Do you feel imprisoned by something? Perhaps an addiction, anger, fear, a domineering lover or parent, an unhappy marriage, a vengeful enemy, or a meaningless job? If so, you know the kind of isolation and anxiety that come from feeling trapped.

If you have ever yearned to break free from something, you will be able to identify with the plight of Camille Claudel (1864-1943), a talented sculptor and protege of Auguste Rodin who was committed to an asylum in 1913 by her brother Paul Claudel, a poet, playwright, and diplomat who saw himself as a Christian mystic.

In this eerie and scary film, we empathize with Camille (Juliette Binoche) as she wanders the corridors of a chilly asylum in France run by Catholic nuns. She has set herself apart from the mostly disabled and mad men and women who inhabit this place where there is little silence given the wails, moans, and cackling of the patients. Camille is convinced that someone is going to poison her so she sits in the kitchen by the stove until her dinner is ready. Then she eats alone.

In a letter to her brother Paul, Camille wrote: "Madhouses are houses made on purpose to cause suffering . . . I cannot stand any longer the screams of these creatures." At one point, she finds some solace sitting on a bench in the sun and looking at a barren tree. She walks to a room, picks up a pen, and within minutes has sketched a perfect replica of what she has just seen. Then she breaks down and cries.

This scene reminds us that Camille Claudel was immensely talented. After the end of her love affair with Rodin, she moved to her own studio in Paris where she created many amazing sculptures of her own. But even then she was unhinged by an obsession that her mentor was out to destroy her life and artistic career.

Camille's spirits are lifted when she learns that Paul is coming to visit. She had written him: "I would so like to go home and close the door tightly." On his way to the asylum, Paul visits a church and regales a priest with the rigors of his faith in God and the mystical insights he gleaned from the poet Arthur Rimbaud. He is a Catholic whose religious experiences have lifted him away from the earth and its suffering and messiness.

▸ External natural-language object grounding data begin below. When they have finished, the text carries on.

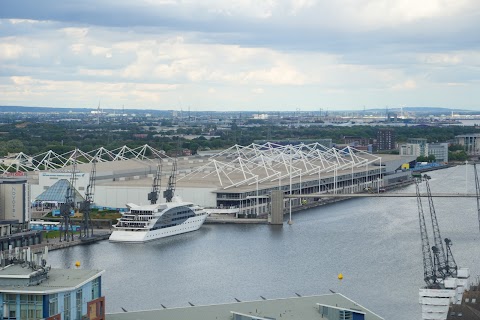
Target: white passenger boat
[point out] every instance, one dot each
(153, 221)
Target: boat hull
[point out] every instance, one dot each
(191, 224)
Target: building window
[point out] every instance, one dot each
(52, 305)
(96, 288)
(79, 304)
(31, 306)
(67, 306)
(11, 305)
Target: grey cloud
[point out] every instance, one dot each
(281, 31)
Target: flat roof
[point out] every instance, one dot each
(207, 178)
(58, 280)
(304, 308)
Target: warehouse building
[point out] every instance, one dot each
(238, 179)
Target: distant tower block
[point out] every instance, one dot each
(276, 214)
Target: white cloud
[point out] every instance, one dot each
(10, 51)
(406, 85)
(245, 52)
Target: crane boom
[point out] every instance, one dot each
(66, 226)
(86, 206)
(429, 274)
(172, 181)
(153, 195)
(441, 258)
(477, 189)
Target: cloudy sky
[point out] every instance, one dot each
(240, 54)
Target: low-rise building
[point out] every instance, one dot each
(439, 150)
(29, 289)
(471, 143)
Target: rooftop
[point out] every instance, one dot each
(58, 279)
(304, 308)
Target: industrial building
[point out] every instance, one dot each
(14, 199)
(471, 143)
(239, 178)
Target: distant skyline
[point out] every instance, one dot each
(223, 55)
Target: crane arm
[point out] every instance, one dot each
(429, 274)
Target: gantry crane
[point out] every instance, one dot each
(445, 263)
(157, 182)
(172, 181)
(477, 189)
(66, 228)
(86, 230)
(429, 270)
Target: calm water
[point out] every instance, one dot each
(375, 243)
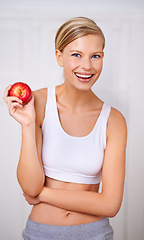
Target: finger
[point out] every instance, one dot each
(14, 99)
(14, 107)
(6, 93)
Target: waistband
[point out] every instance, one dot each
(84, 231)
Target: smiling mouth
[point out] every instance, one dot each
(84, 77)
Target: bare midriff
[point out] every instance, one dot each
(49, 214)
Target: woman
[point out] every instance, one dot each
(71, 140)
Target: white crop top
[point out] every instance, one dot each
(68, 158)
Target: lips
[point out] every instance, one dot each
(84, 77)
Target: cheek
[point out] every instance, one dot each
(99, 66)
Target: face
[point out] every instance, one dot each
(82, 61)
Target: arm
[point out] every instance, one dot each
(29, 171)
(108, 202)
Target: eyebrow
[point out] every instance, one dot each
(81, 52)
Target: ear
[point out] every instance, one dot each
(59, 58)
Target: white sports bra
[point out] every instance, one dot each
(68, 158)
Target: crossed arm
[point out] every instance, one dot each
(108, 202)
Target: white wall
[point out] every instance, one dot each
(27, 30)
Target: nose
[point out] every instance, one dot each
(86, 63)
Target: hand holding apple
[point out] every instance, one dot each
(21, 109)
(22, 91)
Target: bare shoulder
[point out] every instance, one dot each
(40, 98)
(117, 126)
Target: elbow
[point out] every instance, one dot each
(32, 189)
(113, 210)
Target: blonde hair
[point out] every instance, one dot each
(75, 28)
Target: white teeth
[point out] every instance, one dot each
(83, 75)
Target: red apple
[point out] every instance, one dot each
(22, 91)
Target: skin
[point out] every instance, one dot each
(62, 203)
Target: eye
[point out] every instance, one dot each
(96, 56)
(76, 55)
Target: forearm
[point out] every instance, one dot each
(80, 201)
(29, 171)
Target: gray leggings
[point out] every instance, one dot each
(100, 230)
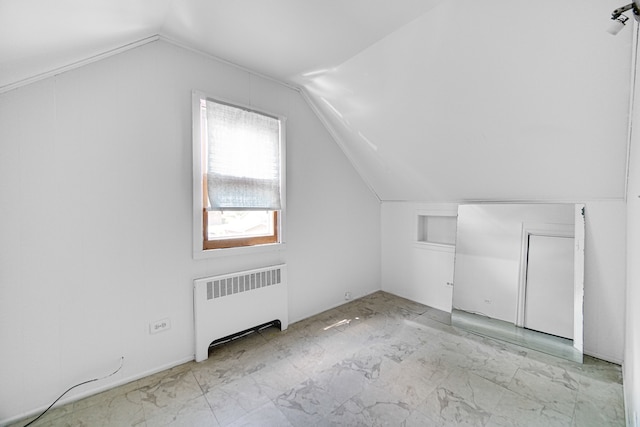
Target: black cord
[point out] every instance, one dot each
(71, 388)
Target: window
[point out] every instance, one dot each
(238, 175)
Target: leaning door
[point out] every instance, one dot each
(549, 289)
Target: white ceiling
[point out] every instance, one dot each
(432, 100)
(281, 39)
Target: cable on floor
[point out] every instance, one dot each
(71, 388)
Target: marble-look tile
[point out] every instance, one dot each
(600, 406)
(119, 410)
(278, 378)
(556, 395)
(58, 416)
(518, 411)
(194, 412)
(267, 415)
(164, 393)
(306, 404)
(372, 407)
(464, 398)
(413, 380)
(379, 360)
(232, 401)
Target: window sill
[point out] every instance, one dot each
(244, 250)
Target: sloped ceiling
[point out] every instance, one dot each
(432, 100)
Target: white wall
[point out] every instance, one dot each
(408, 271)
(411, 269)
(488, 254)
(489, 100)
(631, 367)
(95, 226)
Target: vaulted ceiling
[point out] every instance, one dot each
(430, 99)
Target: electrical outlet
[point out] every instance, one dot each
(159, 326)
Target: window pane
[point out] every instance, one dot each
(237, 224)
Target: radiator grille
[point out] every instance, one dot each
(222, 287)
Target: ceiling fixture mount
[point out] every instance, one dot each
(619, 20)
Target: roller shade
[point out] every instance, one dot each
(243, 159)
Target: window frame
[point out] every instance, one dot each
(222, 247)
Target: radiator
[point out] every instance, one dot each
(227, 304)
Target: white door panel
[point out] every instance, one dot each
(549, 291)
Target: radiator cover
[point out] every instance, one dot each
(231, 303)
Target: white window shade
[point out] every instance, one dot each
(243, 159)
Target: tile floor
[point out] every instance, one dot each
(377, 361)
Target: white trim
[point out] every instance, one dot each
(96, 390)
(438, 247)
(77, 64)
(198, 252)
(443, 210)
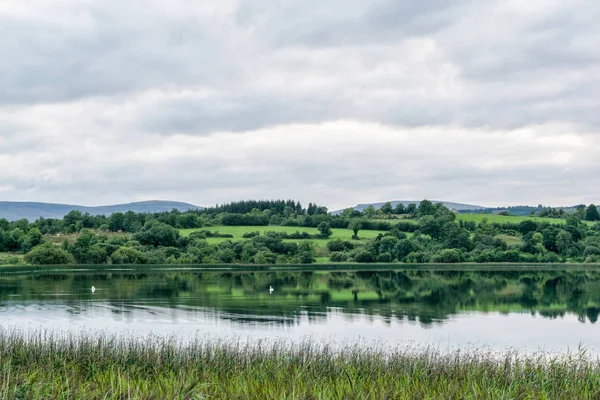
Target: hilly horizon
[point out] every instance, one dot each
(15, 210)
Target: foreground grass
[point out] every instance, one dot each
(106, 367)
(238, 232)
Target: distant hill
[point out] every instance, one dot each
(456, 206)
(13, 211)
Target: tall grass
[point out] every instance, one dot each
(43, 365)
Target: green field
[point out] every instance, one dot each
(504, 219)
(238, 232)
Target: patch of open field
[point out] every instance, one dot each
(238, 232)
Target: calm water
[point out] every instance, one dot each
(548, 310)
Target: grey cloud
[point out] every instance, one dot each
(102, 101)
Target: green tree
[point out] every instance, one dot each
(355, 225)
(370, 211)
(33, 238)
(399, 209)
(364, 256)
(387, 208)
(157, 234)
(325, 230)
(426, 207)
(591, 214)
(48, 254)
(128, 255)
(564, 240)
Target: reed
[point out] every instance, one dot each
(91, 366)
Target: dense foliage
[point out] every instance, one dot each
(424, 233)
(105, 367)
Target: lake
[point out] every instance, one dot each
(529, 310)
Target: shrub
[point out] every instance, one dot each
(128, 255)
(364, 256)
(385, 257)
(48, 254)
(338, 256)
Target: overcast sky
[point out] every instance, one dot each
(492, 102)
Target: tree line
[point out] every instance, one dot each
(430, 233)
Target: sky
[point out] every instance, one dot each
(340, 102)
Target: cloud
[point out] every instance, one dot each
(338, 102)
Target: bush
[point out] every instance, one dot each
(338, 256)
(385, 257)
(250, 235)
(48, 254)
(448, 256)
(364, 256)
(339, 245)
(128, 255)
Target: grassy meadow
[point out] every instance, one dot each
(39, 365)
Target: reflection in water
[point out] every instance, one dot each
(392, 304)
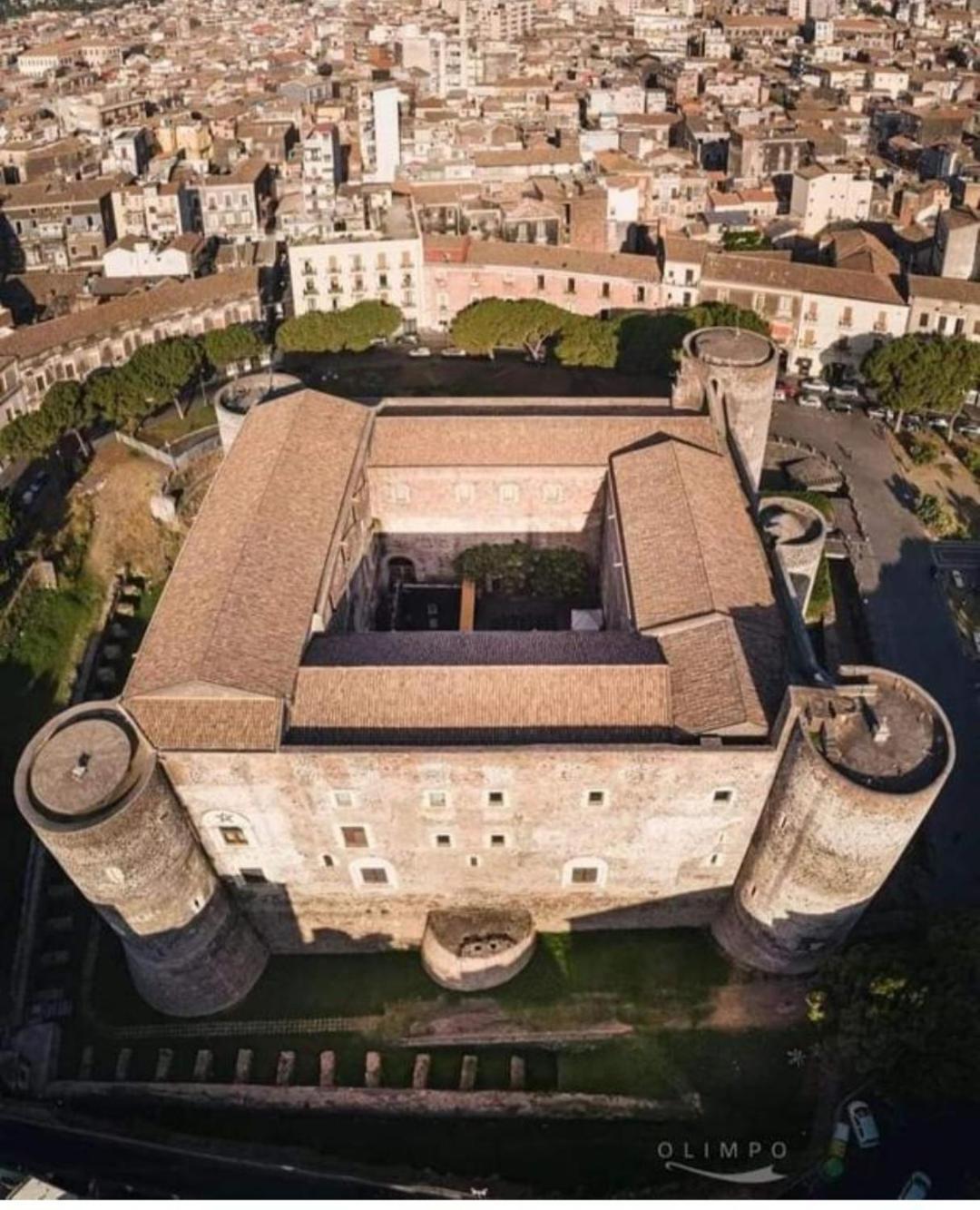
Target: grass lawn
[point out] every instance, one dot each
(169, 426)
(670, 969)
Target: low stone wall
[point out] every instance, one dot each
(181, 451)
(388, 1101)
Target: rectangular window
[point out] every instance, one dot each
(583, 875)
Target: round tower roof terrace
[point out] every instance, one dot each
(730, 346)
(83, 767)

Camille Claudel 1915 is directed by Bruno Dumont whose screenplay covers three days in her life based on her letters and medical records. The writer/director's tightly focused examination of the troubled sculptress is quite different from Bruno Nuytten's Camille Claudel (1989) which focused on the stormy relationship she (Isabelle Adjani) had with Auguste Rodin (Gerard Depardieu). Most interesting is the insights we glean from this film about Camille's family and their mixed feelings about her talent, pride, and vindictiveness.

The laser-like intensity of Camille Claudel 1915 brings to mind Hadewijch, Dumont's austere film about the results of religious zealotry and the mysteries of divine grace. In both stories, we witness the dangers of Christian pride and the pain that this arrogance and selfishness can bring into the lives of others. In Camille Claudel 1915, Juliette Binoche gives another outstanding performance as a creative woman punished for her talent and independence. She vividly conveys the mood swings of this 50-year old individual are she yearns for liberty and a life of her own.


Special features on the DVD include a stills gallery.